Move [[screen screen] [ w | m ]x[ p | w ]... [ w | m ]y[ p | w ]... [Warp]] | [pointer] | [ewmhiwa]

Allows the user to move a window. If called from somewhere in a window or its border, then that window is moved. If called from the root window then the user is allowed to select the target window. By default, the EWMH working area is honoured.

If the literal option screen followed by a screen argument is specified, the coordinates are interpreted as relative to the given screen. The width and height of the screen are used for the calculations instead of the display dimensions. The screen as interpreted as in the MoveToScreen command. If the optional argument Warp is specified the pointer is warped with the window. If the single argument pointer is given, the top left corner of the window is moved to the pointer position before starting the operation; this is mainly intended for internal use by modules like FvwmPager. If the optional argument ewmhiwa is given, then the window position will ignore the working area (such as ignoring any values set via EwmhBaseStruts).

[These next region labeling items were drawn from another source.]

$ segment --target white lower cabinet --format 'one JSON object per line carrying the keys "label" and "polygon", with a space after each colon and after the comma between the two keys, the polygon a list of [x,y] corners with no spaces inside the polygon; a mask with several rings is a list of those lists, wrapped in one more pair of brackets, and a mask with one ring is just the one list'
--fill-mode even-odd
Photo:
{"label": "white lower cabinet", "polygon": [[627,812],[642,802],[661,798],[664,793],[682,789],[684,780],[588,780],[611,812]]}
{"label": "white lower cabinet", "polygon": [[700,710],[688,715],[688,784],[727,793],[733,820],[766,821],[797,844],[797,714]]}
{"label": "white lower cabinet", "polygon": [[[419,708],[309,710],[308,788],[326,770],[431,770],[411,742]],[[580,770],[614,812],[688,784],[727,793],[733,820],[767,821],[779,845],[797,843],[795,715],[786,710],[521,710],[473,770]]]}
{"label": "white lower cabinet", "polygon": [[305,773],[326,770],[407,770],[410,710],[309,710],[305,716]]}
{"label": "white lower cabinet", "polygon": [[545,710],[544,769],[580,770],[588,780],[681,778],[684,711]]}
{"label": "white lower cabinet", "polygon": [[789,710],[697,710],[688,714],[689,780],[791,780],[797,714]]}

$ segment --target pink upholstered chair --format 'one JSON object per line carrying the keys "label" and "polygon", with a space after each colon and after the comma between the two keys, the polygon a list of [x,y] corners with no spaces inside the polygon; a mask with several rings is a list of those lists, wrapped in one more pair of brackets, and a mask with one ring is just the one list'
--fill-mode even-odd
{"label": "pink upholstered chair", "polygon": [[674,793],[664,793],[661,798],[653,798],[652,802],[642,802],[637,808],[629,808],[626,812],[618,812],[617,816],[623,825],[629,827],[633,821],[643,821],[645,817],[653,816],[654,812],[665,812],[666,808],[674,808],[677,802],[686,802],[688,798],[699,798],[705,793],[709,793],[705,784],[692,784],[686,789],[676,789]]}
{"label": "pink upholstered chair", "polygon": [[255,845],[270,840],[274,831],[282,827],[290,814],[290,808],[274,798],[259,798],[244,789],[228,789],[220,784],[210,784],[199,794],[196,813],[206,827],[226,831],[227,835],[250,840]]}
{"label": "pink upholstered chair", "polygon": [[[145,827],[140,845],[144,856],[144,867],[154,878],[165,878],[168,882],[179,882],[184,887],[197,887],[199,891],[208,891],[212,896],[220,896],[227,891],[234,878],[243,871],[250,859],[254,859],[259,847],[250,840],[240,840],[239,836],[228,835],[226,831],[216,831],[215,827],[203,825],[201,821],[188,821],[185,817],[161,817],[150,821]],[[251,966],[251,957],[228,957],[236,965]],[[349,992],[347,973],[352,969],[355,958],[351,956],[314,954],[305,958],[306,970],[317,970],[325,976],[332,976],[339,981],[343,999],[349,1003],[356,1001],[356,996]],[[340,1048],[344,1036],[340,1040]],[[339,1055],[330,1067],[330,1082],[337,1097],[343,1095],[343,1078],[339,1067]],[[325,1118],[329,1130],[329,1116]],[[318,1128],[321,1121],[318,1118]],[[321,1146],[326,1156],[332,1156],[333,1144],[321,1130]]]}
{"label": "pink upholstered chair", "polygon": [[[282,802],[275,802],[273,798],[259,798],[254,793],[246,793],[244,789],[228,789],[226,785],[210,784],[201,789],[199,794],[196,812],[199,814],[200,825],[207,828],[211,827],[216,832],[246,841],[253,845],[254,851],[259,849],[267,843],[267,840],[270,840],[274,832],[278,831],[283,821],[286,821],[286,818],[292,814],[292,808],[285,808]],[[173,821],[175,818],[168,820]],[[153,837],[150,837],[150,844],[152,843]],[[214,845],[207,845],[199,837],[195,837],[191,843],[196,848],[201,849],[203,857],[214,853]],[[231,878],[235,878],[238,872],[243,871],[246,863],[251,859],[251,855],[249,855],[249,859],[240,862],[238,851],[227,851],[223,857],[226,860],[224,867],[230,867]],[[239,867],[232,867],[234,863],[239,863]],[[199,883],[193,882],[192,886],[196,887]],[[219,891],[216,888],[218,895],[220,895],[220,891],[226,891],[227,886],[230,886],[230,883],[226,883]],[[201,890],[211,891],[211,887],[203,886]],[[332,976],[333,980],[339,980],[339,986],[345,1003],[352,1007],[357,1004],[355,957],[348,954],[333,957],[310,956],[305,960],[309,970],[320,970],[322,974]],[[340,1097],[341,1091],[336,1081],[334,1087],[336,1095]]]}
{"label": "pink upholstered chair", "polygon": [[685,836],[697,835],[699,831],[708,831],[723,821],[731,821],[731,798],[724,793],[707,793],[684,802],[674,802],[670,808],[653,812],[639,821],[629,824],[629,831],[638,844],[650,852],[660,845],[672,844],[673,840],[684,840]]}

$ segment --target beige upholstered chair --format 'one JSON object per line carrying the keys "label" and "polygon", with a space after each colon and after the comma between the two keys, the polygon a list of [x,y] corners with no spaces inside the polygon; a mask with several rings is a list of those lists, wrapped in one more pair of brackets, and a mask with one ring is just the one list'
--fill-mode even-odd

The operation can be aborted with Escape or any mouse button not set to place the window. By default mouse button 2 is set to cancel the move operation. To change this you may use the Mouse command with special context 'P' for Placement.

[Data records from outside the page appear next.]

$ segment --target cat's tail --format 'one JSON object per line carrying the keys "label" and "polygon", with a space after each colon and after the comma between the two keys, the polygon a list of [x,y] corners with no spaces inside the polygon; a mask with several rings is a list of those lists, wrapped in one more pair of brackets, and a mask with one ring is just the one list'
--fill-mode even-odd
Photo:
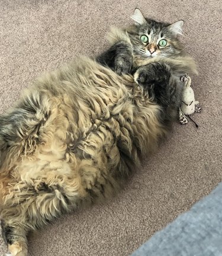
{"label": "cat's tail", "polygon": [[[43,92],[29,91],[8,113],[0,115],[0,172],[21,154],[36,147],[41,126],[50,115],[48,97]],[[8,171],[7,171],[8,170]]]}

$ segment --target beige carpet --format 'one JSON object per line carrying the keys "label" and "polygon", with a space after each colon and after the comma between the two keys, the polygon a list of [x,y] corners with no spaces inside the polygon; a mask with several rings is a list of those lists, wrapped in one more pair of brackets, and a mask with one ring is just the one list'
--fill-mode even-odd
{"label": "beige carpet", "polygon": [[31,256],[128,255],[222,180],[220,0],[0,0],[0,112],[41,72],[104,49],[110,26],[131,23],[136,7],[157,20],[185,21],[182,40],[200,66],[192,80],[200,128],[176,124],[117,198],[30,234]]}

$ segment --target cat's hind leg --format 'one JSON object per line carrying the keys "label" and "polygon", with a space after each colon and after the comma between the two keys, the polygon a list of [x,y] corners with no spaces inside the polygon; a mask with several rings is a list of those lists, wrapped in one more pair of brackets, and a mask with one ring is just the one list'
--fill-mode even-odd
{"label": "cat's hind leg", "polygon": [[10,224],[1,222],[2,234],[11,256],[27,256],[28,253],[27,232],[20,223],[10,226]]}
{"label": "cat's hind leg", "polygon": [[14,185],[0,216],[2,236],[12,256],[27,256],[28,232],[68,212],[71,200],[72,205],[78,201],[78,191],[73,184],[70,185],[62,185],[59,182],[48,185],[40,181]]}

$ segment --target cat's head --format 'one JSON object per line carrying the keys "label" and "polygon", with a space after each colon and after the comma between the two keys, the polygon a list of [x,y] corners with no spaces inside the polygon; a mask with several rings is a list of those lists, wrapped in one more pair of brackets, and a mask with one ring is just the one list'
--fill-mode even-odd
{"label": "cat's head", "polygon": [[183,21],[172,24],[157,22],[145,18],[139,9],[131,18],[135,24],[127,31],[136,59],[173,57],[182,52],[178,35],[182,34]]}

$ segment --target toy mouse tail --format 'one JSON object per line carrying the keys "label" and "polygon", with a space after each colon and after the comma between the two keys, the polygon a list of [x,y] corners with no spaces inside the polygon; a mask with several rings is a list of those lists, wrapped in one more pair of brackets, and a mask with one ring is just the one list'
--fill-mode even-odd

The window condition PlacedByButton can be used to check if a specific button was pressed to place the window (see Current command).

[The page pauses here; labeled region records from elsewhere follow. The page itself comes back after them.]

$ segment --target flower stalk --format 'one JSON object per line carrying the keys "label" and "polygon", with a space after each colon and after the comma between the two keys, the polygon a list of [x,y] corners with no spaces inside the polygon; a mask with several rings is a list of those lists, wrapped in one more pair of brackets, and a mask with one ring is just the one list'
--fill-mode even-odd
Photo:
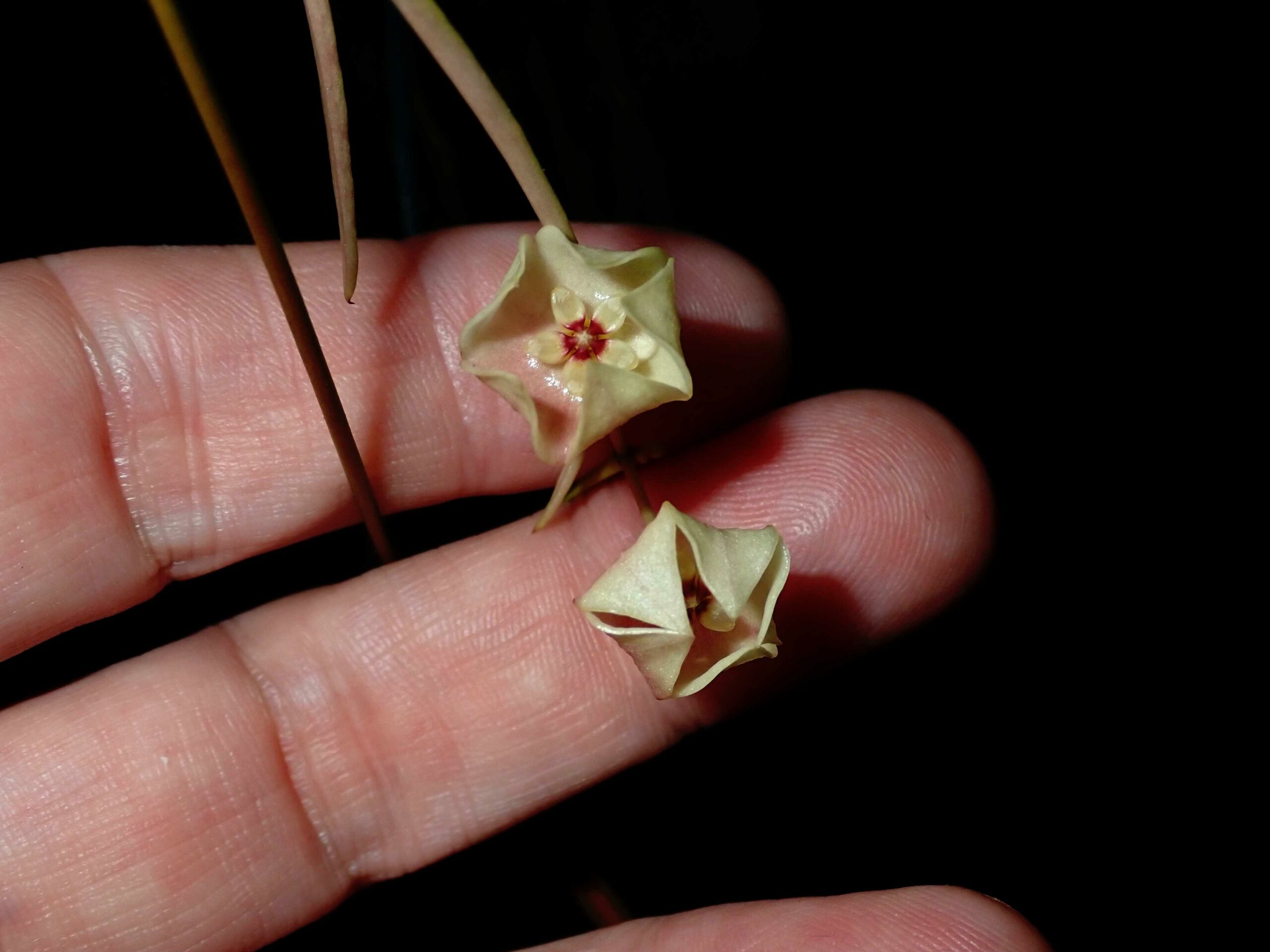
{"label": "flower stalk", "polygon": [[480,124],[494,140],[512,174],[530,199],[533,213],[544,225],[554,225],[565,237],[577,242],[569,218],[547,182],[542,165],[525,137],[525,129],[512,116],[489,75],[481,67],[464,38],[433,0],[392,0],[419,39],[428,47],[437,65],[450,76],[458,94],[476,114]]}
{"label": "flower stalk", "polygon": [[296,348],[300,350],[300,358],[309,374],[309,382],[312,385],[314,393],[318,397],[318,405],[321,407],[323,418],[326,420],[326,429],[330,432],[331,442],[335,444],[335,452],[339,454],[339,462],[344,468],[344,476],[353,493],[353,500],[357,504],[362,522],[366,523],[366,529],[371,536],[371,542],[375,545],[375,551],[384,562],[391,562],[392,547],[389,543],[387,532],[380,517],[378,504],[375,501],[375,490],[371,487],[370,476],[366,473],[366,465],[362,462],[362,454],[357,449],[353,430],[348,425],[348,415],[344,413],[344,405],[339,400],[339,391],[335,390],[335,381],[330,374],[330,367],[326,364],[321,343],[318,340],[318,333],[314,330],[312,320],[309,317],[309,308],[305,307],[304,296],[300,293],[300,286],[296,283],[296,274],[287,260],[287,254],[282,248],[282,241],[278,239],[278,232],[269,218],[264,202],[260,199],[246,162],[234,141],[229,122],[216,99],[216,94],[212,91],[207,74],[198,61],[198,55],[194,52],[189,34],[180,22],[175,4],[173,0],[150,0],[150,9],[159,20],[164,38],[168,41],[173,57],[177,60],[177,66],[180,69],[180,75],[185,80],[189,95],[198,108],[203,127],[207,129],[207,135],[216,147],[216,155],[225,169],[225,176],[230,180],[230,185],[234,189],[234,195],[237,199],[239,208],[243,211],[243,217],[251,230],[251,237],[255,241],[257,250],[260,253],[260,259],[264,261],[264,268],[269,273],[269,281],[273,282],[274,293],[277,293],[278,302],[282,305],[282,312],[287,317],[287,325],[291,327],[291,335],[295,338]]}
{"label": "flower stalk", "polygon": [[631,495],[635,496],[635,505],[639,506],[639,514],[644,517],[644,524],[646,526],[657,518],[657,510],[653,509],[653,504],[648,499],[644,481],[639,477],[639,467],[635,465],[635,458],[626,446],[626,438],[622,437],[621,426],[608,434],[608,442],[613,444],[617,462],[626,476],[626,485],[630,486]]}

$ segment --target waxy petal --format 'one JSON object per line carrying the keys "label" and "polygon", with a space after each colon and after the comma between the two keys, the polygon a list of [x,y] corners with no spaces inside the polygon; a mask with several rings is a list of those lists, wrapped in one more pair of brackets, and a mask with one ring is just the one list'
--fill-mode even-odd
{"label": "waxy petal", "polygon": [[542,330],[530,338],[525,350],[535,360],[564,363],[569,352],[565,349],[563,338],[564,335],[558,330]]}
{"label": "waxy petal", "polygon": [[[789,548],[771,526],[716,529],[663,503],[575,604],[622,646],[657,697],[687,697],[728,668],[776,656],[772,609],[789,565]],[[691,612],[688,579],[706,594]]]}
{"label": "waxy petal", "polygon": [[556,324],[568,327],[587,315],[587,306],[569,288],[554,288],[551,291],[551,314]]}
{"label": "waxy petal", "polygon": [[625,340],[616,339],[605,341],[605,349],[599,352],[599,360],[612,367],[621,367],[624,371],[634,369],[635,364],[639,363],[635,348]]}
{"label": "waxy petal", "polygon": [[[564,341],[558,349],[544,331],[559,338],[587,315],[603,329],[598,359],[564,359]],[[674,261],[658,248],[585,248],[551,226],[522,236],[502,287],[464,327],[458,348],[464,369],[525,416],[538,458],[560,466],[632,416],[692,396]],[[546,518],[566,491],[552,494]]]}
{"label": "waxy petal", "polygon": [[605,334],[621,330],[621,326],[626,322],[626,310],[622,307],[621,301],[616,297],[601,301],[596,308],[596,322],[605,329]]}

If the optional arguments x and y are provided, then the window is moved immediately without user interaction. Each argument can specify an absolute or relative position from either the left/top or right/bottom of the screen. By default, the numeric value given is interpreted as a percentage of the screen width/height, but a trailing 'p' changes the interpretation to mean pixels, while a trailing 'w' means precent of the window width/height. To move the window relative to its current position, add the 'w' (for "window") prefix before the x and/or y value. To move the window to a position relative to the current location of the pointer, add the 'm' (for "mouse") prefix. To leave either coordinate unchanged, "keep" can be specified in place of x or y.

For advanced uses, the arguments x and y can be used multiple times, but without the prefix 'm' or 'w'. (See complex examples below).

Simple Examples:

# Interactive move
Mouse 1 T A Move
# Move window to top left is at (10%,10%)
Mouse 2 T A Move 10 10
# Move top left to (10pixels,10pixels)
Mouse 3 T A Move 10p 10p

More complex examples (these can be bound as actions to keystrokes, etc.; only the command is shown, though):

# Move window so bottom right is at bottom
# right of screen
Move -0 -0

# Move window so top left corner is 10 pixels
# off the top left screen edge
Move +-10 +-10

# Move window 5% to the right, and to the
# middle vertically
Move w+5 50

# Move window up 10 pixels, and so left edge
# is at x=40 pixels
Move 40p w-10p

# Move window to the mouse pointer location
Move m+0 m+0

# Move window to center of screen (50% of screen
# poition minus 50% of widow size).
Move 50-50w 50-50w

Note: In order to obtain moving windows which do not snap to screen, with interactive move, hold down Alt whilst moving the window to disable snap attraction if it's defined.